Mr Desmond Sim, head of research for Singapore and South-east Asia at property consultancy CBRE, told The Straits Times: "What we see is that URA is definitely monitoring this situation, especially for collective sales, and with that in mind would tweak the supply coming for government land sales... Developers are also eyeballing one another. They don't want to over-cannibalise one another."
The price recovery took the overall year-on-year growth in private home prices to 0.3 per cent in the first nine months of the year, against a 2.6 per cent decrease in the same period last year.
Values rose for both landed properties and apartments across the island, so "the price recovery appears to be broad-based, supporting the likelihood of prices continuing to rise", said Mr Ong Teck Hui, national director for research and consultancy at JLL.
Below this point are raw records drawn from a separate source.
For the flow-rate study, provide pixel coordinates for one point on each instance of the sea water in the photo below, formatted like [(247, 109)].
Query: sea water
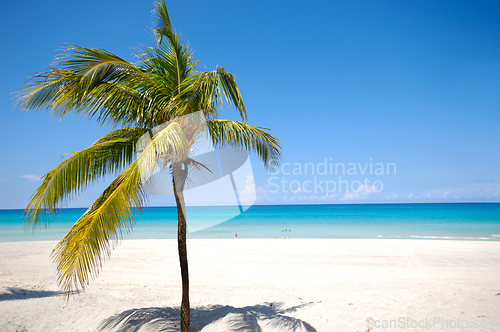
[(460, 221)]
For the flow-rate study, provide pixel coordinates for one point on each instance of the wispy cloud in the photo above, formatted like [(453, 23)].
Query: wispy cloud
[(360, 194), (32, 177)]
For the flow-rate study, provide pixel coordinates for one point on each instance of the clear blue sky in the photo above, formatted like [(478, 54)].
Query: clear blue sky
[(410, 83)]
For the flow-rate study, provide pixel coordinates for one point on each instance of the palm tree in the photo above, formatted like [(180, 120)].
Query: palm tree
[(134, 98)]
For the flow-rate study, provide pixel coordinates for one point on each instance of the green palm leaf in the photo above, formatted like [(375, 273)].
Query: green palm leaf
[(108, 155), (242, 135)]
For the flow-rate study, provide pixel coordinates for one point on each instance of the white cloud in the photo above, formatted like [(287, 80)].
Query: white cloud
[(393, 196), (32, 177), (360, 194)]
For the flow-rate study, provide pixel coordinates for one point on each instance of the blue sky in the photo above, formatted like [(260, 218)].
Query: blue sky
[(414, 84)]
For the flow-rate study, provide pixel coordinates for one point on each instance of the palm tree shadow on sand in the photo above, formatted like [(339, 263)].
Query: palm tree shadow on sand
[(17, 293), (213, 318)]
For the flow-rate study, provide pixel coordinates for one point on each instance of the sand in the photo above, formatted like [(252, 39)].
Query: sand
[(262, 285)]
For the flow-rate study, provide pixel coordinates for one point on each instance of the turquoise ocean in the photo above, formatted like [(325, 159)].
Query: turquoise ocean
[(458, 221)]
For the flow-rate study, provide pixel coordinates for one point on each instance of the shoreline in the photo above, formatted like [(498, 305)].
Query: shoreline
[(323, 284)]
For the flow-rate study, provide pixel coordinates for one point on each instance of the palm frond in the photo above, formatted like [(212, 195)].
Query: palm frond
[(108, 155), (161, 22), (227, 133), (207, 91), (80, 253)]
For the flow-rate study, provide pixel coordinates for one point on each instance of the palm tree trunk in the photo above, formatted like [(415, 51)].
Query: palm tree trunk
[(179, 180)]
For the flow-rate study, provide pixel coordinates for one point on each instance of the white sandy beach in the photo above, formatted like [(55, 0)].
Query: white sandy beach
[(262, 285)]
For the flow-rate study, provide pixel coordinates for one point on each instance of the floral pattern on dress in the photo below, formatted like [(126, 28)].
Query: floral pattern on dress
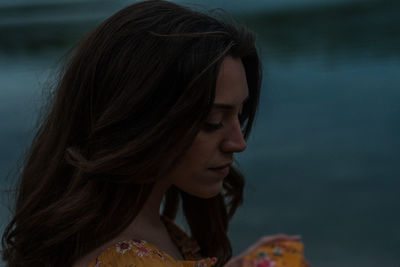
[(98, 263), (123, 246)]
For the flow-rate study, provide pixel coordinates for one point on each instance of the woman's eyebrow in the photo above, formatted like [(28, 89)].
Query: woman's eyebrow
[(227, 106)]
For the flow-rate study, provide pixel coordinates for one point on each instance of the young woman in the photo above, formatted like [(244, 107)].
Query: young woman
[(148, 113)]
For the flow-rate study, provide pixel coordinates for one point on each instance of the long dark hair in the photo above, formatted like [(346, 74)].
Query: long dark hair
[(130, 101)]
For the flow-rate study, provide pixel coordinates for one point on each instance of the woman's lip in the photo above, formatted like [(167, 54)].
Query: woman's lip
[(223, 171)]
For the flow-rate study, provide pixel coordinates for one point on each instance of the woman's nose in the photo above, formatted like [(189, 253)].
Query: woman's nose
[(234, 141)]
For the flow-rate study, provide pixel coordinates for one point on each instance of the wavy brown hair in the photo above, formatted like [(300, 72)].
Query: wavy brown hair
[(130, 101)]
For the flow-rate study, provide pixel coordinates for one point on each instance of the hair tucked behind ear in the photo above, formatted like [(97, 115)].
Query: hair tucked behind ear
[(102, 144)]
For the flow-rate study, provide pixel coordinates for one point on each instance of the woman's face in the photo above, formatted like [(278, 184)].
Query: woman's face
[(208, 159)]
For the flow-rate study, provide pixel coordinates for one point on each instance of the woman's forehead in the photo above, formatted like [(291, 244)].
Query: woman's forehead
[(231, 88)]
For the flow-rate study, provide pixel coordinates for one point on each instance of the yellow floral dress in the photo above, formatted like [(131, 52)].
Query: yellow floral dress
[(140, 253)]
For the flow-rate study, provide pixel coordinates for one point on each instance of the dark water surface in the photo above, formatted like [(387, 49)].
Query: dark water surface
[(323, 160)]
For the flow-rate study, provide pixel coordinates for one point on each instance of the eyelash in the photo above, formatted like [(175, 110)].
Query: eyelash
[(210, 127)]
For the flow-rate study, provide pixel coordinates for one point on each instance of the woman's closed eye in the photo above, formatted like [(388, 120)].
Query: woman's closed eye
[(210, 126)]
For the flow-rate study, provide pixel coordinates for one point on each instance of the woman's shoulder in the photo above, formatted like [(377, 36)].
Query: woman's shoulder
[(141, 253)]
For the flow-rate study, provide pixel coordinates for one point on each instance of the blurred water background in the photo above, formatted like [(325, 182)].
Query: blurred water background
[(323, 160)]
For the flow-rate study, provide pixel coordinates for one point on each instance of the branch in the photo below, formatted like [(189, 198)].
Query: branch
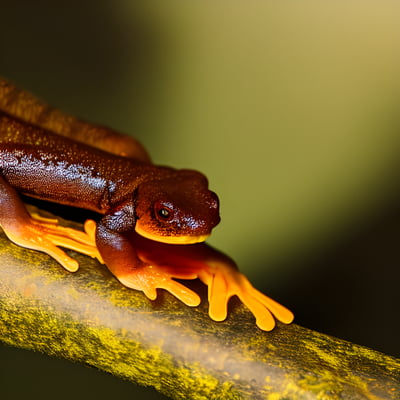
[(88, 317)]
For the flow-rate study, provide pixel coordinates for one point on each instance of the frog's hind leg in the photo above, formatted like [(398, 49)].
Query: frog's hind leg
[(42, 234)]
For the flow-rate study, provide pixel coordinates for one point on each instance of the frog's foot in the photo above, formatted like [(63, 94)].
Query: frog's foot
[(224, 282), (149, 278), (44, 234)]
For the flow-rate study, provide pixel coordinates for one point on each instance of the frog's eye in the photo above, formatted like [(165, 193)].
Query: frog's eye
[(163, 212)]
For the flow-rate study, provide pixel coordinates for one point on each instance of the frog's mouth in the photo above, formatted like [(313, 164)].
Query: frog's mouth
[(177, 239)]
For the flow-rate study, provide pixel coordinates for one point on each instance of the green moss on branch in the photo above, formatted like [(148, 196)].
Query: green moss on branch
[(89, 317)]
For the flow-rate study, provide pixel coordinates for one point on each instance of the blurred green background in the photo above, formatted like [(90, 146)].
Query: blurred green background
[(290, 108)]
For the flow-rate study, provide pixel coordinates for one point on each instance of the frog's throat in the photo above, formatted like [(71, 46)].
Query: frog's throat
[(178, 239)]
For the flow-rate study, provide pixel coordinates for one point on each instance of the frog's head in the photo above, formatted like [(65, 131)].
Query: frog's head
[(179, 209)]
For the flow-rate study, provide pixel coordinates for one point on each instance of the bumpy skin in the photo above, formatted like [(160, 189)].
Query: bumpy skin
[(147, 211)]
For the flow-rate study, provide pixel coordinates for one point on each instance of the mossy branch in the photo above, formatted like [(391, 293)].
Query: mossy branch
[(89, 317)]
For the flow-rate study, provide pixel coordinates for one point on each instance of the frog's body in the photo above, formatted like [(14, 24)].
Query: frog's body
[(42, 155)]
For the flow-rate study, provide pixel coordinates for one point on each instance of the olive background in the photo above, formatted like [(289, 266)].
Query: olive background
[(290, 108)]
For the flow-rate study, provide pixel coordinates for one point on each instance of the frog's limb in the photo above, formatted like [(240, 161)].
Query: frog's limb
[(224, 281), (38, 233), (219, 273), (120, 256)]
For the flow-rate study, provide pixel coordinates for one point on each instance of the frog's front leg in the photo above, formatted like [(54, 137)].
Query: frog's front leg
[(224, 280), (42, 234), (120, 256), (221, 276)]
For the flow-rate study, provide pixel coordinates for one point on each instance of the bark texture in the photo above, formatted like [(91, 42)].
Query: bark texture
[(88, 317)]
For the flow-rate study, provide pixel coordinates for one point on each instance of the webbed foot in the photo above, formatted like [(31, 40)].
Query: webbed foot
[(44, 234), (223, 282)]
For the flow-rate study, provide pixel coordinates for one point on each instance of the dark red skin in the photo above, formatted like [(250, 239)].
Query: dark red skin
[(41, 164)]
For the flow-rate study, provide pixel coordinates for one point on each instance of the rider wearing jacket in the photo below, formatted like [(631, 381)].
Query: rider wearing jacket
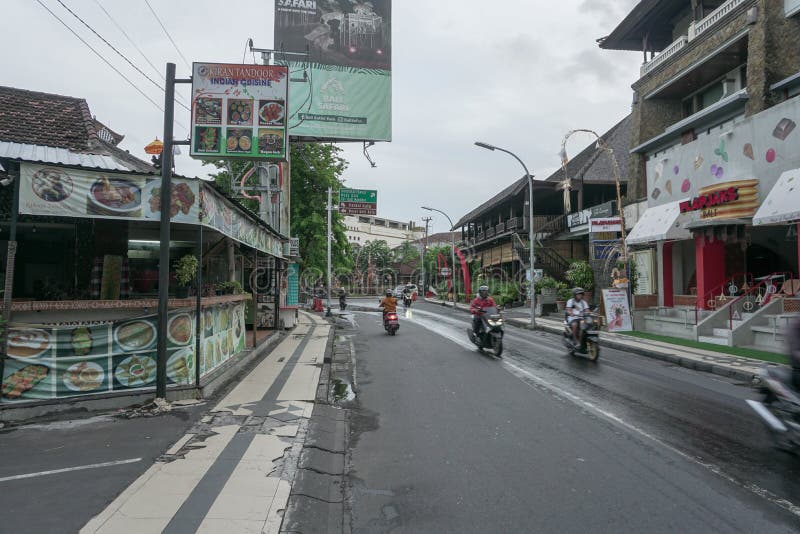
[(478, 304)]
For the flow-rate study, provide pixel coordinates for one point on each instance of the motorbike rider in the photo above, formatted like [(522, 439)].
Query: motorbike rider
[(389, 303), (478, 304), (574, 311)]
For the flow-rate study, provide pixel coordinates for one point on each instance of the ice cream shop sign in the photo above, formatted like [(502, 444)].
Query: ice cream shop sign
[(729, 200)]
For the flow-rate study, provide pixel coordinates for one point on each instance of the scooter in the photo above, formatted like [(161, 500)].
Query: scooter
[(780, 409), (588, 335), (391, 322), (490, 336)]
Edmund Tie & Company's Dr Lee added: "While the private residential market tends to be slower in the third quarter (owing) to the Chinese Seventh Month, the uptick in prices suggests that the market has bottomed out."
But home prices are not expected to shoot up overnight, said Mr Eugene Lim, the key executive officer at ERA Realty Network.
"This may be a strong indication that the market is finally turning, after stabilising over the last four years. However, buyers need not be overly worried that prices will see a robust spike, as the market recovery is expected to be gradual."
Mr Lim pointed to cooling measures, such as the total debt servicing ratio and additional buyer's stamp duty, that remain in play.
CBRE's Mr Sim also cautioned that the rise in home values looks likely to be driven by an inflation in land prices "rather than an exuberance in demand".